A transformação do mercado de trabalho e a modernização das relações de trabalho exigem uma resposta à altura da magnitude das mudanças. O caminho legislativo passa, fundamentalmente, por uma atualização da Consolidação das Leis do Trabalho (CLT), de modo a adaptá-la ao contexto atual, sem abrir mão das garantias que consolidaram as conquistas dos trabalhadores no Brasil. A proteção contra a pejotização não se limita a regulamentações de curto alcance, mas envolve uma revisão estrutural do modelo de trabalho, que garanta que os novos arranjos contratuais não resultem em uma precarização generalizada das condições de trabalho e dos direitos fundamentais.
Além disso, é imprescindível que o controle social, por meio de sindicatos, organizações não governamentais e outros entes representativos da sociedade civil, atue ativamente no monitoramento das políticas públicas de trabalho.
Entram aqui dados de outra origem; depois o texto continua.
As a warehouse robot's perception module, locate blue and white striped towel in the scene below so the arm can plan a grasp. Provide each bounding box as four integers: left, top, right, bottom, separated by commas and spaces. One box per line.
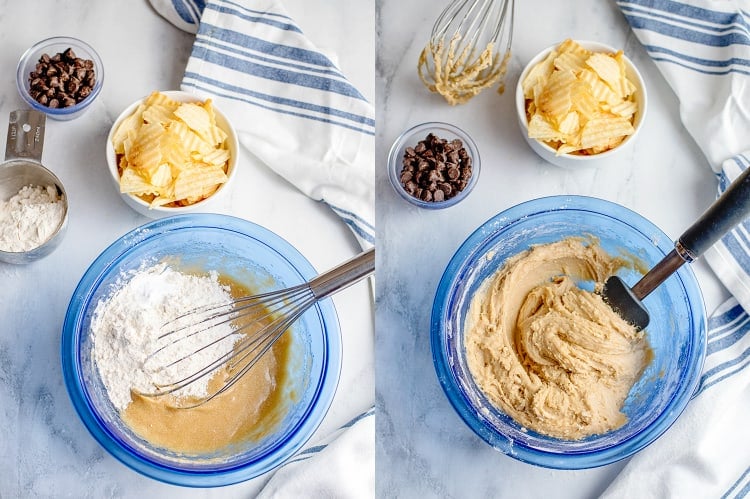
603, 0, 750, 498
150, 0, 375, 497
151, 0, 375, 248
O fortalecimento da fiscalização e da participação democrática na formulação de políticas públicas tem um papel central na prevenção de práticas abusivas e na promoção da justiça social.
V.I O papel da reforma legislativa no enfrentamento da pejotização: As Tensões Jurídicas entre Flexibilização Econômica e Proteção Social
A suspensão nacional dos processos sobre a chamada "pejotização", determinada pelo Supremo Tribunal Federal, escancara um dos mais complexos dilemas contemporâneos do Direito do Trabalho brasileiro: a tensão entre a flexibilização das formas de contratação e a efetiva proteção dos direitos sociais dos trabalhadores. No cerne dessa controvérsia, emergem duas racionalidades jurídicas distintas e, em muitos aspectos, conflituosas.
Por um lado, encontra-se a lógica econômica de mercado, que defende a pejotização como uma expressão da liberdade contratual, da autonomia privada e da eficiência organizacional. Nessa visão, empresas e profissionais celebrariam contratos civis ou comerciais em igualdade de condições, promovendo inovação, desburocratização e dinamismo nos vínculos laborais. É o discurso da modernização, da adaptabilidade e da desregulamentação progressiva, sustentado por setores que veem o modelo clássico da CLT como excessivamente rígido, oneroso e incompatível com as dinâmicas do capitalismo digital.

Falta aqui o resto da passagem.